Featured image of post Semantic Kernel - The basics

Semantic Kernel - The basics

The first post in a series dedicated to build AI infused apps with Semantic Kernel

Updated on 17th November 2023 to reflect the latest changes in the Semantic Kernel APIs:

  • All the Azure OpenAI extension methods have been renamed from Azure to AzureOpenAI. For example, WithAzureChatCompletionService() is now WithAzureOpenAIChatCompletionService().

The advent of Generative AI is changing the tech industry and more and more applications are adding AI powered features. If you just think to what Microsoft is doing these days in this space, they are integrating Copilot experiences powered by AI and LLMs almost in every product: Microsoft 365, Windows, Defender, Power Platform. From a technical perspective, integrating generative AI services from the most popular AI providers (like OpenAI) is fairly simple. They all offer a set of REST APIs to cover the most common scenarios, like generating a response starting from a prompt, supporting a chat conversation or creating an image out of a prompt.

However, when you start to build more complex enterprise applications, like a customized Copilot experience, you hit multiple challenges in using these APIs directly, like:

  • The need of changing the communication layer in case you need to use different services and models, which are based on a different set of APIs.
  • Managing prompts and requests in a scalable way.
  • Managing complex operations that might requires multiple prompts to be completed.
  • Integrating vector search to support Retrieval Augmented Generation (RAG), so that you can use the LLM to perform operations on private data, like the organizational data.
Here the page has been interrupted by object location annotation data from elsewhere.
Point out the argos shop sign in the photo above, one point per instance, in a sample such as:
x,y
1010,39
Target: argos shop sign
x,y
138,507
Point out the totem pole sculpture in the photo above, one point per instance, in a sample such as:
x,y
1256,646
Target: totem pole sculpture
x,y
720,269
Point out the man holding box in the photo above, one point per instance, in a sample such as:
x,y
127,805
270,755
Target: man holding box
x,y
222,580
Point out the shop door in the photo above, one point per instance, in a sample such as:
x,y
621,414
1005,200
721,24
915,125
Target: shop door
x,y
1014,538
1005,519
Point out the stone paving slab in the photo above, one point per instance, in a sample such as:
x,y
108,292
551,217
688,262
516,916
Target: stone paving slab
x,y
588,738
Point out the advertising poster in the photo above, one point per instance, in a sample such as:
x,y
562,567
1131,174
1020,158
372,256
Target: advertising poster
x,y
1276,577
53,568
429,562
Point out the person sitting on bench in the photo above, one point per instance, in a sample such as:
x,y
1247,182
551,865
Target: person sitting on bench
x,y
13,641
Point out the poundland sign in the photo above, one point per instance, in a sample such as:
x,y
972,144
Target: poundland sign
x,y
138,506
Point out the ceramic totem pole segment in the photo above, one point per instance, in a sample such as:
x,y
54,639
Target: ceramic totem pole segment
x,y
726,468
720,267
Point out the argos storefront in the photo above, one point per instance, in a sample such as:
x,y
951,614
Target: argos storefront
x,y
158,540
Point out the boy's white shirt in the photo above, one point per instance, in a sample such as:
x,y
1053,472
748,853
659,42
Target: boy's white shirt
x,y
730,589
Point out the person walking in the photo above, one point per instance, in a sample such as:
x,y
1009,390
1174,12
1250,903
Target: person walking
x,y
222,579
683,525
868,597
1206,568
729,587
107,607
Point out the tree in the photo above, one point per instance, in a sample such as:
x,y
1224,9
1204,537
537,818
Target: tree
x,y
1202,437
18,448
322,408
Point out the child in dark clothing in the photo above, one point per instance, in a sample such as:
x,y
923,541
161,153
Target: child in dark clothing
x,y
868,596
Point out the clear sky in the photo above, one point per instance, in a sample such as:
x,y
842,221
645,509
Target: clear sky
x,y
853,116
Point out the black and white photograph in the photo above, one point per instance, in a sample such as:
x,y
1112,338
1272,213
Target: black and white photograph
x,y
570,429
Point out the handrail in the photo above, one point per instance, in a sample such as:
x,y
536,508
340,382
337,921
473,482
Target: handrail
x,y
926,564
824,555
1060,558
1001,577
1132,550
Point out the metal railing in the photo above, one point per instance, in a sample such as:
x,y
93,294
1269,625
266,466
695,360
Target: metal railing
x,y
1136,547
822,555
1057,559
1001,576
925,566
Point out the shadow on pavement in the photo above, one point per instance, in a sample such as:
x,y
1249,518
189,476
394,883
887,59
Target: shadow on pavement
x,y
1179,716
Of course, it’s possible to build all these features just by calling the REST APIs, but it requires lot of work. To support developers in this journey, the tech market saw the rise of AI orchestration libraries and SDKs, that abstract many of the AI concepts into a set of easy-to-use APIs. You might already have heard of LangChain, which is one of the most popular available libraries for Python developers.

Microsoft is investing a lot in the AI ecosystem, as such they decided to join the AI orchestration space, with the dual goal of supporting developers who are using Microsoft tools and platforms (like .NET and Azure OpenAI) and having a platform that the company can use to infuse AI in their app ecosystem in an easier way. Please welcome Semantic Kernel, an open-source AI orchestration library which can be used by C#, Python and Java developers.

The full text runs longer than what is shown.